News | Geschäftsführung Betriebsrat
04.03.2016

Gewerkschaften wollen bei Tarifverdienst gegensteuern

Der geringe Anstieg des Tarifverdienstes im vergangen Jahr hat Gründe. Das Statistische Bundesamt führt ihn auf Sondereffekte im Vorjahr zurück. Gleichwohl wollen die Gewerkschaften dies als Warnzeichen nehmen. Sie streben in diesem Jahr deutliche Lohnzuwächse an.

Tarifverdienst© Andrey Popov /​ fotolia.com

Forderungen der Gewerkschaften

Geschäftsführung Betriebsrat. 5,9 Prozent mehr Lohn für die rund 785.000 Beschäftigten in der Baubranche, fünf Prozent für die der Metall- und Elektroindustrie, sechs Prozent für über zwei Millionen Beschäftigte im öffentlichen Dienst von Bund und Kommunen und sogar hundert Prozent für Auszubildende –  die Gewerkschaften haben sich einiges vorgenommen.

Nur 2,1 Prozent mehr Geld 2015

Anlass für solchen Ehrgeiz kann man durchaus sehen. Immerhin haben die rund 19 Millionen Beschäftigten bundesweit nach Tarif im vergangenen Jahr durchschnittlich nur 2,1 Prozent mehr Geld nach Hause getragen. Das berichteten Presseagenturen unter Berufung auf das Statistische Bundesamt. Das ist der geringste Anstieg seit 2011, hieß es.
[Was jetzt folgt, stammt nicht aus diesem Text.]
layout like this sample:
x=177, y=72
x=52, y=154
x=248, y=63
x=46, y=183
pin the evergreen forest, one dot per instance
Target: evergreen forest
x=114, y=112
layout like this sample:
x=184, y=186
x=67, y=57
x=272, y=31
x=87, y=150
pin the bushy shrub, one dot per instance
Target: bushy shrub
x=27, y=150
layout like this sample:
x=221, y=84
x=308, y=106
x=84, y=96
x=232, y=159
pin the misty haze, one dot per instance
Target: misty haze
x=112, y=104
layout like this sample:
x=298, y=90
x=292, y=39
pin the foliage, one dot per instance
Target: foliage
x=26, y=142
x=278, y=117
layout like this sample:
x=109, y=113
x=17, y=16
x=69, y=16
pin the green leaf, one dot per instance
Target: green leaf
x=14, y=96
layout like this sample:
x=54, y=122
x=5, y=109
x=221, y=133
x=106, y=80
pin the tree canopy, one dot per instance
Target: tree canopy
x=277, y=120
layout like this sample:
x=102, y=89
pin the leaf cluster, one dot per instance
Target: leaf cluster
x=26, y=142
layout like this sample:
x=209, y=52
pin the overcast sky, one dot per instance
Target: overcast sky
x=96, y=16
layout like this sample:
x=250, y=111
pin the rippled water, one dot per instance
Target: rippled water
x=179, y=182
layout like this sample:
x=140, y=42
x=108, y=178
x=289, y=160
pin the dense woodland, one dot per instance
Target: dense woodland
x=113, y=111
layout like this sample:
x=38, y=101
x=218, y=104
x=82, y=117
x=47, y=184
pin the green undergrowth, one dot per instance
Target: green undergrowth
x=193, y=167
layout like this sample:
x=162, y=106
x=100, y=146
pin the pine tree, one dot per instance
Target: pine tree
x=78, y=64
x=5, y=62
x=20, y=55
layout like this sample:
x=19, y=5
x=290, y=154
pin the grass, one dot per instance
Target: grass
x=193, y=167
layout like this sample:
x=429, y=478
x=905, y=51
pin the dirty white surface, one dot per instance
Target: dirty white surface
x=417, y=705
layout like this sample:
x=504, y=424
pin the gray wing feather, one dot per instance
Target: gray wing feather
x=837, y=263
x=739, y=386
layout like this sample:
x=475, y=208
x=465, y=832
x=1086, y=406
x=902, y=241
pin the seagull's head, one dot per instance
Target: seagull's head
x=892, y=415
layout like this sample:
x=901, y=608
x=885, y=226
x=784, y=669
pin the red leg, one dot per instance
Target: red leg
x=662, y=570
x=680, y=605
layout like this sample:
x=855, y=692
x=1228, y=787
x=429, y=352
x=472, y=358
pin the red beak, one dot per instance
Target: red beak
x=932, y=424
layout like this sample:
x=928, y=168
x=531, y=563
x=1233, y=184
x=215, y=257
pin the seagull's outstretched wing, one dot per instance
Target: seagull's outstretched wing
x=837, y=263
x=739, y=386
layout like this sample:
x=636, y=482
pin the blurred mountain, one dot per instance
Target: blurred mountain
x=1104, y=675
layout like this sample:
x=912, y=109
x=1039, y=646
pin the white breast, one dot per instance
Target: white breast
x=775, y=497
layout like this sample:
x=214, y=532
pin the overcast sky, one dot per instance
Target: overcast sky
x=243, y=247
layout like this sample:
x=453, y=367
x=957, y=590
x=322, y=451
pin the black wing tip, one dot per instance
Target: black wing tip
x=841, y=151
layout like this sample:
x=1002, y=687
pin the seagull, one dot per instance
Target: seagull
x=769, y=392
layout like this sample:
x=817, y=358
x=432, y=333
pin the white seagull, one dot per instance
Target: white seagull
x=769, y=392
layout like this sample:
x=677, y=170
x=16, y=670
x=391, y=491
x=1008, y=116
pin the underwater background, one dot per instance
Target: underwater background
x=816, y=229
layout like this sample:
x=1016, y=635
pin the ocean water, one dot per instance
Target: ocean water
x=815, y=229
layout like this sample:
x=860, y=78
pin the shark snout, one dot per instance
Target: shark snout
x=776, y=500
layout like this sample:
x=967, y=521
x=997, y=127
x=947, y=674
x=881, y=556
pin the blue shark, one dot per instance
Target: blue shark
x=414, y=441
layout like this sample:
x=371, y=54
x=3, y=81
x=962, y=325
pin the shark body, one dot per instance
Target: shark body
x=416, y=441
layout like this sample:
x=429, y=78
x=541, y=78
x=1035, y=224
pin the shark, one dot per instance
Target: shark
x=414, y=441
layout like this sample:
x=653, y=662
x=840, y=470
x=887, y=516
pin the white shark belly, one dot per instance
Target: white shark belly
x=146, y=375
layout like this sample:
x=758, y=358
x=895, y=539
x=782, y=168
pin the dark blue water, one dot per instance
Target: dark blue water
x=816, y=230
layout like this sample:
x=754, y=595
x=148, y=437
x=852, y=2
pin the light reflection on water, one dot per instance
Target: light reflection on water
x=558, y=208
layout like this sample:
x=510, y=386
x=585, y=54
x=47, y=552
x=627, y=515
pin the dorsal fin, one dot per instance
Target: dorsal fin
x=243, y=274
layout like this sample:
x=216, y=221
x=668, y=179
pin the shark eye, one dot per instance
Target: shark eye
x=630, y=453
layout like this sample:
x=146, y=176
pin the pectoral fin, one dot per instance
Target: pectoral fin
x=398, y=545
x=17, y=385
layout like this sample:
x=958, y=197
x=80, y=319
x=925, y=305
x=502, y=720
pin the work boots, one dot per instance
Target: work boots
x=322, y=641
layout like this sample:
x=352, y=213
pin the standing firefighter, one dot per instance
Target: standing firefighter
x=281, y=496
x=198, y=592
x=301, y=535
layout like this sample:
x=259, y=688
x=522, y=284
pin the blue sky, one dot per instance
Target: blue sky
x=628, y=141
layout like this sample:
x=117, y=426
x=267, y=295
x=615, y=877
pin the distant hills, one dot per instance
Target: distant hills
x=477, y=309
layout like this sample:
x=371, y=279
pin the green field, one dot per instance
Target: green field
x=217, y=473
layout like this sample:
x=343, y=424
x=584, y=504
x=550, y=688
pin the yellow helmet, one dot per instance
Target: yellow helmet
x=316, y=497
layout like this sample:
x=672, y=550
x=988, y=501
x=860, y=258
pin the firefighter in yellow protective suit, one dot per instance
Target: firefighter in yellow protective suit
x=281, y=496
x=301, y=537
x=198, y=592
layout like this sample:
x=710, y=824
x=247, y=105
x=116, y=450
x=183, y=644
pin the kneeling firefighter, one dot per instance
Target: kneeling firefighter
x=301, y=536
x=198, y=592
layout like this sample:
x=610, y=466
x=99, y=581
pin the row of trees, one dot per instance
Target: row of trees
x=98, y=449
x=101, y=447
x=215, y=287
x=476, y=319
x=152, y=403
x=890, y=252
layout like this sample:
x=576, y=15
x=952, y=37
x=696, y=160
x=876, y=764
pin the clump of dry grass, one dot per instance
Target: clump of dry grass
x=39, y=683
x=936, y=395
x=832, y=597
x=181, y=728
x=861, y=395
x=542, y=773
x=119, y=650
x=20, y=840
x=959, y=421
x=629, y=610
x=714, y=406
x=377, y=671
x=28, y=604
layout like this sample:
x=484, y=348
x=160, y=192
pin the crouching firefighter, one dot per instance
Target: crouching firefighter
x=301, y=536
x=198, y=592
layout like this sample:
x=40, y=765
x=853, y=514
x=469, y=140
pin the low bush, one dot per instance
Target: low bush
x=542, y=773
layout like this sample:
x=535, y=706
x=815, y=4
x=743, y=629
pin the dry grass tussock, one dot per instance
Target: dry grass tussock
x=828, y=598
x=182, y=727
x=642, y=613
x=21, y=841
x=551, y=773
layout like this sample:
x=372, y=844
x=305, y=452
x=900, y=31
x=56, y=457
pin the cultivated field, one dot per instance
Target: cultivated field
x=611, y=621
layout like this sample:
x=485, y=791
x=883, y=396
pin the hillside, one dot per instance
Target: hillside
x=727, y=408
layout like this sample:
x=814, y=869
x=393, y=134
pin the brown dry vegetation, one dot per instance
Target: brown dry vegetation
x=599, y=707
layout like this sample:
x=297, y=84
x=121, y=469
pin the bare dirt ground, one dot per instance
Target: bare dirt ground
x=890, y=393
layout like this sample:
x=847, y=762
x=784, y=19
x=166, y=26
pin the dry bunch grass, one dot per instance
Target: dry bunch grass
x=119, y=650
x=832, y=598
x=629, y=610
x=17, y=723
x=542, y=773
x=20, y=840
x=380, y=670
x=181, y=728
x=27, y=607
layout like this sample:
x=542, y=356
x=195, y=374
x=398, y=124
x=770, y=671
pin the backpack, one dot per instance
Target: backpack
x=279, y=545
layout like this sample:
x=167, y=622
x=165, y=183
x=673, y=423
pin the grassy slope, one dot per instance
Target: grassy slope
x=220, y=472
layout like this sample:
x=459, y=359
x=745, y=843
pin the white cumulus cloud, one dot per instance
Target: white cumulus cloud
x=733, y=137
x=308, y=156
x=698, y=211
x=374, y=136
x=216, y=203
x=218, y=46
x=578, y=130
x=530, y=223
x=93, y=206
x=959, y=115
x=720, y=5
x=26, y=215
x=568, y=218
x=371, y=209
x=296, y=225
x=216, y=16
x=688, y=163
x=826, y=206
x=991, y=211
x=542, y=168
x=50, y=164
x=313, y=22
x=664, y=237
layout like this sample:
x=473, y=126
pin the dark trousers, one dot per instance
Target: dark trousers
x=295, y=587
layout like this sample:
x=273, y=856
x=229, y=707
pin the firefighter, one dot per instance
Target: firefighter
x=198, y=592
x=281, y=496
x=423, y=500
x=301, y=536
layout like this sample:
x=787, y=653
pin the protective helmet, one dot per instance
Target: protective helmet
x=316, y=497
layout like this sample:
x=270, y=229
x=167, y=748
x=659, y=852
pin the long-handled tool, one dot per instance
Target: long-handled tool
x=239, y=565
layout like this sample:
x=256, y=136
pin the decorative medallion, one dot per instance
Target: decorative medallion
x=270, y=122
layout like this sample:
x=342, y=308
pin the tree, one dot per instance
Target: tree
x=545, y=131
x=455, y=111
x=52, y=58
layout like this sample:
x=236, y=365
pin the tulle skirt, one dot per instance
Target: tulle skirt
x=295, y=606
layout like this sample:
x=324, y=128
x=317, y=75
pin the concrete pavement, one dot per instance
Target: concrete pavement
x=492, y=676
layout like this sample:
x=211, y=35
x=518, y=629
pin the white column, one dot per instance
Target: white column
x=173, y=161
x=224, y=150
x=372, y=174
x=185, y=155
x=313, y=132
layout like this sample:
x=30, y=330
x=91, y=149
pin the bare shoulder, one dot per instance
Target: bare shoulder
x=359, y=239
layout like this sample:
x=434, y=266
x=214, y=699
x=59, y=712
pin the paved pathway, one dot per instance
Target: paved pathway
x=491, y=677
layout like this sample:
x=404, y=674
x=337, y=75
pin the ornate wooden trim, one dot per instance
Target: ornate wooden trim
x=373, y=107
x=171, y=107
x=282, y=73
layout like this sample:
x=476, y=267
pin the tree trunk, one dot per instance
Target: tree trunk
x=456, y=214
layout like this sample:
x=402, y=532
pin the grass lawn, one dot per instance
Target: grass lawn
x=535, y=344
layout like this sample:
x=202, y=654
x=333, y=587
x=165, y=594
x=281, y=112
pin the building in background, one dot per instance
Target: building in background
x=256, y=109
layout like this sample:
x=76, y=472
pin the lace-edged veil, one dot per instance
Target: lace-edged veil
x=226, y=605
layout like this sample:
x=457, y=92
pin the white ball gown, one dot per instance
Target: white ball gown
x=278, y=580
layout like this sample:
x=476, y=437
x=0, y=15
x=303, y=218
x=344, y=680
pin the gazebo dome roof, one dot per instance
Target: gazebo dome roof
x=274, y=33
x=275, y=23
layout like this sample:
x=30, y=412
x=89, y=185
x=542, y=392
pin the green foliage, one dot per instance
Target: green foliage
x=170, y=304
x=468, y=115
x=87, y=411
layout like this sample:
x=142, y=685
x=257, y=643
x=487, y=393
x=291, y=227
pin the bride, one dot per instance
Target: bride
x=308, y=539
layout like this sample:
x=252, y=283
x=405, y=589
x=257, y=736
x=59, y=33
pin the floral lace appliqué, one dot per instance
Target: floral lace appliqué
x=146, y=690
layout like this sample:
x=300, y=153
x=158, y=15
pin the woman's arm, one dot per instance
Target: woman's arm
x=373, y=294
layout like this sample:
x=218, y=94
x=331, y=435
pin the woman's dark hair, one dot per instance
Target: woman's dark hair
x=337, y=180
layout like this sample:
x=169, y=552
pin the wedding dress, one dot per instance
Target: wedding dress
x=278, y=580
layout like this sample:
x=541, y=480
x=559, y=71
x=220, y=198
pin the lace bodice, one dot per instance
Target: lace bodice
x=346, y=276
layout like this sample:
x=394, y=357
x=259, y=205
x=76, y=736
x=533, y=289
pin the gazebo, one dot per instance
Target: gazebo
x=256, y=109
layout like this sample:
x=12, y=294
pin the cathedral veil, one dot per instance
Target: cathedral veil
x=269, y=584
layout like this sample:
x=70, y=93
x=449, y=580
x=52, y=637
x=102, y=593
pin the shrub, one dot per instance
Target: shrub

Vergleichsweise geringer Anstieg

2014 hatte es noch ein Plus von 3,2 Prozent gegeben, 2013 von 2,4 Prozent und 2012 von 2,7 Prozent. „Der vergleichsweise geringe Anstieg ist vor allem auf einen Sondereffekt im Vorjahr zurückzuführen“, erklärten die Statistiker. Im öffentlichen Dienst gab es 2014 hohe Sonderzahlungen wie Weihnachtsgeld, Urlaubsgeld und Nachzahlungen aufgrund rückwirkender Tarifabschlüsse. Sie erfolgten im abgelaufenen Jahr nicht mehr.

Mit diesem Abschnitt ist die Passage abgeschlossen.